Les Bières L’Eurélienne

Ce matin nous avons rendez-vous avec Vincent de la microbrasserie de Chandres à Sours (307 km) dans l’Eure-et-Loir. Mais finalement, c’est Alain, son papa, qui nous accueille. Car figurez-vous que si Vincent n’est pas là, c’est pour la bonne cause, cette nuit la famille vient de s’agrandir pour la deuxième fois ! Et la microbrasserie, justement c’est une histoire de famille. Tout d’abord, il y a les parents, Alain et Blandine puis deux fils Vincent et Anthony. Chacun a son rôle, Alain cultive les céréales, Vincent et Anthony sont à la microbrasserie et Blandine à l’administratif et la vente. Depuis janvier, il y a aussi une petite nouvelle adoptée par la famille, Mathilde pour la communication.

La microbrasserie c’est venu un peu par hasard, une histoire de rencontres entre Vincent et un agriculteur dans la Meuse, puis avec des brasseurs et un consultant de Lannion. Après il ne restait plus qu’à convaincre les parents « au début, on était septiques, la bière en Eure-et-Loir, ce n’est pas le truc qu’on voit le plus et puis on est parti dans l’aventure avec Vincent » nous avoue Alain.
La production a commencé en octobre 2005. Depuis, entraînés par l’augmentation de la demande, Vincent et sa famille ont investit régulièrement. Aujourd’hui, la microbrasserie possède 7 fermenteurs pour un potentiel de 400 000 litres par an… Whaouh ! ça fait combien de verres de bières ?

  

Pour la bière, comme en gastonomie, c’est une question de recette !

Même si chaque bière contient 4 éléments indispensables, c’est l’originalité et l’harmonie qui guident Vincent lors de ses créations jusqu’à atteindre la perfection. L’eau est le premier élément. « On a la chance d’être sur la commune de Sours (qui vient de source) avec une nappe intarissable et la même qualité d’eau tout au long de l’année. C’est important pour la régularité de la bière.» précise Alain.
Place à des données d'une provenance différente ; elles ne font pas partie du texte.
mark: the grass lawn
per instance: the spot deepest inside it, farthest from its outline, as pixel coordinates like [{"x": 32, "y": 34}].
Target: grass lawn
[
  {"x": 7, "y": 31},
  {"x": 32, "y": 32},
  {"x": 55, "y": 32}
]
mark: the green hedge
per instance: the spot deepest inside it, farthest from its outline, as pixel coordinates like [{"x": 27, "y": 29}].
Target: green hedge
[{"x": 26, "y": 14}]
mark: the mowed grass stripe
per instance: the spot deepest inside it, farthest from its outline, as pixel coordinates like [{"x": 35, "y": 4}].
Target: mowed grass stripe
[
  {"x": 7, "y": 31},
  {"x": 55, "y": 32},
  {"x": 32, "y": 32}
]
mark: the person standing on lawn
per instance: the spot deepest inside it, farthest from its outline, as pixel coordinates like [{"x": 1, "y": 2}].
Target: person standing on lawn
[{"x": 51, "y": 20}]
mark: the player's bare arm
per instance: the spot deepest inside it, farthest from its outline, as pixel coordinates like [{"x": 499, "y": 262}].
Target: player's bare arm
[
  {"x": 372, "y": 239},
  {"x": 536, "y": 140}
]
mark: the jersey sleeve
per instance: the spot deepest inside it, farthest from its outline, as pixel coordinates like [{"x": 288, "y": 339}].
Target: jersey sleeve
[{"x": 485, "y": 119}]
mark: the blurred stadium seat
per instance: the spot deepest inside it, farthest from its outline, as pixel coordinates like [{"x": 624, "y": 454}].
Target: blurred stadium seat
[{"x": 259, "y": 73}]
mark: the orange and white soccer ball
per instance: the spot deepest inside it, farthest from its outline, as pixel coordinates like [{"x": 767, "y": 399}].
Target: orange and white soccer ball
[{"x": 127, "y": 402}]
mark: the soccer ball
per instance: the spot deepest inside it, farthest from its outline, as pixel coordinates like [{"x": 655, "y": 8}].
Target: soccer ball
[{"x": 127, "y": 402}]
Le malt à 90% issu de l’orge cultivé à la ferme est travaillé dans une malterie pour la germination et le touraillage (sèchage) qui donnent l’arôme et la couleur. Pour mieux comprendre, Alain nous montre différents malts : « le plus clair c’est le pilsen ou l’orge blond puis on monte en couleur, caramel pour finir au chocolat pour les bières rousse et brune. » Les houblons, variétés françaises d’Alsace, ont un rôle important car ils donnent l’amertume. Dans toutes les bières il y a au minimum deux sortes d’houblons. Les levures, sélectionnées par Vincent, sont naturelles. Et là commence tout l’art d’un mélange au bon moment, de montée et descente en température, de surveillance et surtout de patience. Lorsqu’une recette est commencée, Vincent ne s’arrête plus, il faut aller jusqu’à l’embouteillage où c’est Anthony qui prend le relai. Quelle journée !

Mais pourquoi le nom de L’Eurélienne ?

C’est le nom des habitants de l’Eure, « Eureliens et Eureliennes ». Pour l’étiquette, c’est la plaine de Beauce et la cathédrale de Chartres. « Puis on a modernisé avec un couple qui marche dans la plaine, c’est mon épouse et moi bien sûr» plaisante Alain. Nous découvrons même une petite nouveauté, le logo sur la capsule… chouette idée pour les collectionneurs !

« Alors voilà c’est notre entreprise » conclut Alain, des étoiles dans les yeux pleins de fierté de l’audace et de la ténacité de ses fils.